Where WCAG 2.2 bites hardest in education and edtech

• Inaccessible PDF readings and lecture slides

• Live lectures without real-time captions

• Proctoring software incompatible with assistive tech

• Math content as images rather than MathML

• Inaccessible assessment platforms

Remediation priorities

• LMS core (Canvas, Blackboard, Moodle)

• Lecture video (captions, transcripts)

• Assessment platforms and proctoring

• PDF documents and course readings

• Student services portals

How to comply with WCAG 2.2 on a Education site

1. Establish scope and baseline: Inventory every public-facing digital property. Run an automated baseline scan to detect the ~25–30% of WCAG criteria that machines can reliably check.

2. Manual + assistive-technology audit: Engage IAAP-credentialed auditors to test the remaining ~70% of criteria — keyboard, screen reader (NVDA, JAWS, VoiceOver), zoom and cognitive criteria.

3. Remediate at source: Fix issues in source code, not via overlay widgets. Train developers; integrate axe-core into CI; track open issues in JIRA or Linear.

4. Publish an accessibility statement: Disclose conformance level, known limitations, contact for accessibility feedback, and remediation timelines. Required under EAA and best-practice under ADA.

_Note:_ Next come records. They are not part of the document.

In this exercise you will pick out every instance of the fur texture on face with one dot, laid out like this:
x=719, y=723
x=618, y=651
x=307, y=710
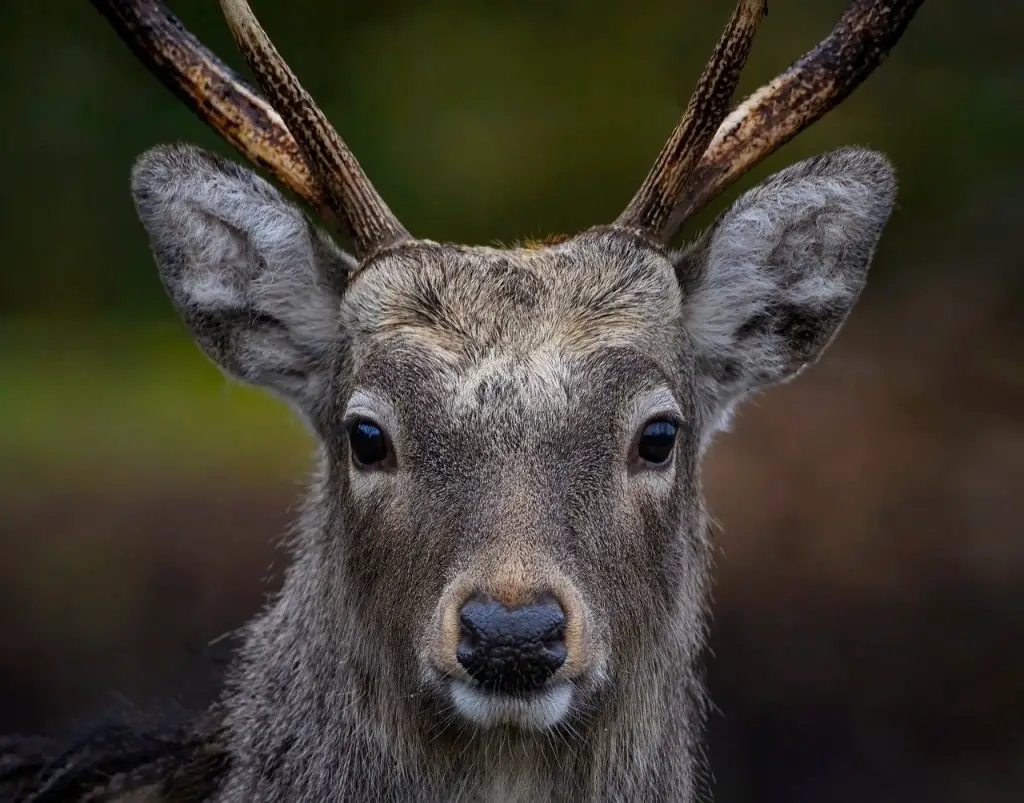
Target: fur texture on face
x=512, y=387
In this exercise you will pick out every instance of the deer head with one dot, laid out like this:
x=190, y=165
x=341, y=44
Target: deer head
x=507, y=531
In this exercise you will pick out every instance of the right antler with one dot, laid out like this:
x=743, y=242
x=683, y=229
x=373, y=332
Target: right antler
x=693, y=167
x=289, y=135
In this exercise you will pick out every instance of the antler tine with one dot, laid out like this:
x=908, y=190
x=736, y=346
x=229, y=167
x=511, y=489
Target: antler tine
x=651, y=207
x=348, y=191
x=800, y=96
x=215, y=93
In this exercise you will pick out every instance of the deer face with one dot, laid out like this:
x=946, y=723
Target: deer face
x=511, y=508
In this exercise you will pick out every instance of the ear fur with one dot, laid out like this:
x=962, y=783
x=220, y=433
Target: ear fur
x=256, y=283
x=769, y=286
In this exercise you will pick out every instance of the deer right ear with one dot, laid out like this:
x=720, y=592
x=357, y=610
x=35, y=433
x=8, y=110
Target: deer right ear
x=256, y=283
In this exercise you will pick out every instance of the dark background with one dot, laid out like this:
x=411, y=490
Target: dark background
x=869, y=604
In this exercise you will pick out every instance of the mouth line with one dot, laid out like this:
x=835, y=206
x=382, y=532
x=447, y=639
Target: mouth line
x=536, y=710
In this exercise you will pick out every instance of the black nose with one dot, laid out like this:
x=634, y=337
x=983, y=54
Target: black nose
x=512, y=648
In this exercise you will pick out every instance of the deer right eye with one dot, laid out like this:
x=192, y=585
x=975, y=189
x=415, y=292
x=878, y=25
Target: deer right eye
x=370, y=446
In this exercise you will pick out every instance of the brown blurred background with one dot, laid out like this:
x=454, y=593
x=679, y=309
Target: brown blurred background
x=868, y=634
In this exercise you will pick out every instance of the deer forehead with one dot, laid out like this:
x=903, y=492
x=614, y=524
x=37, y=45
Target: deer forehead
x=481, y=311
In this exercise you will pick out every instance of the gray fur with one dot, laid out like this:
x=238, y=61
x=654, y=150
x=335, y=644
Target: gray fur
x=512, y=384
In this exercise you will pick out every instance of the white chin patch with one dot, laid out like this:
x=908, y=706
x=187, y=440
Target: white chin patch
x=486, y=709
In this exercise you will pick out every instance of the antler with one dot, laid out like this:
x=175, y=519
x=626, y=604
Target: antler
x=652, y=205
x=290, y=135
x=680, y=184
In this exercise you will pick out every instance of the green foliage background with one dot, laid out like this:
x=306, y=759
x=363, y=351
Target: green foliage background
x=478, y=121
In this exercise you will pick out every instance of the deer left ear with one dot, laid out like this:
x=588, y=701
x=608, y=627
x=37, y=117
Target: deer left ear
x=769, y=286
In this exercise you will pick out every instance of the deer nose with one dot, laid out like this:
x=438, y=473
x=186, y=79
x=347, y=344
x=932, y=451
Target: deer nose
x=511, y=649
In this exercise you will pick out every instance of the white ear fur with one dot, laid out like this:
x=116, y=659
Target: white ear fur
x=769, y=286
x=256, y=283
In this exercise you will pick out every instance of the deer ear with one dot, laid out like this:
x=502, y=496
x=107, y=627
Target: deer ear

5. Monitor and re-test: Re-audit quarterly. Re-test before every major release. Keep an internal VPAT/ACR current and post it publicly.

Sources

FAQ

Frequently asked questions

Cited answers. Sourced. Updated as standards and case law change.

  • Does WCAG 2.2 apply to education websites?

    WCAG 2.2 (pronounced 'wuh-cag 2.2') is the World Wide Web Consortium's globally adopted standard for web accessibility, published October 2023, defining 87 testable success criteria organised under four principles: Perceivable, Operable, Understandable, Robust.

  • What are the most common WCAG 2.2 failures in education and edtech?

    Inaccessible PDF readings and lecture slides Live lectures without real-time captions Proctoring software incompatible with assistive tech

  • What conformance level should a education site target?

    WCAG 2.2 Level AA is the consensus target for legal compliance and the level referenced by virtually every national accessibility law.

  • Does the DOJ April 2024 Title II rule apply to public universities?

    Yes. Public universities and community colleges are state or local government entities under Title II of the ADA. The April 2024 final rule requires WCAG 2.1 AA conformance, with compliance dates of April 2026 (large entities, >50K residents) or April 2027 (smaller).

  • Do private universities have the same accessibility obligations?

    Private universities are typically covered by ADA Title III (public accommodations) and Section 504 if they receive federal financial assistance — which nearly all do. The functional standard is the same: WCAG 2.1/2.2 AA conformance.

  • Are lecture captions required?

    Live audio captioning is required under WCAG 1.2.4 and reinforced by Section 504 and Title II. Auto-generated captions alone often fail to meet accuracy thresholds; institutions are increasingly investing in human-corrected or hybrid captioning.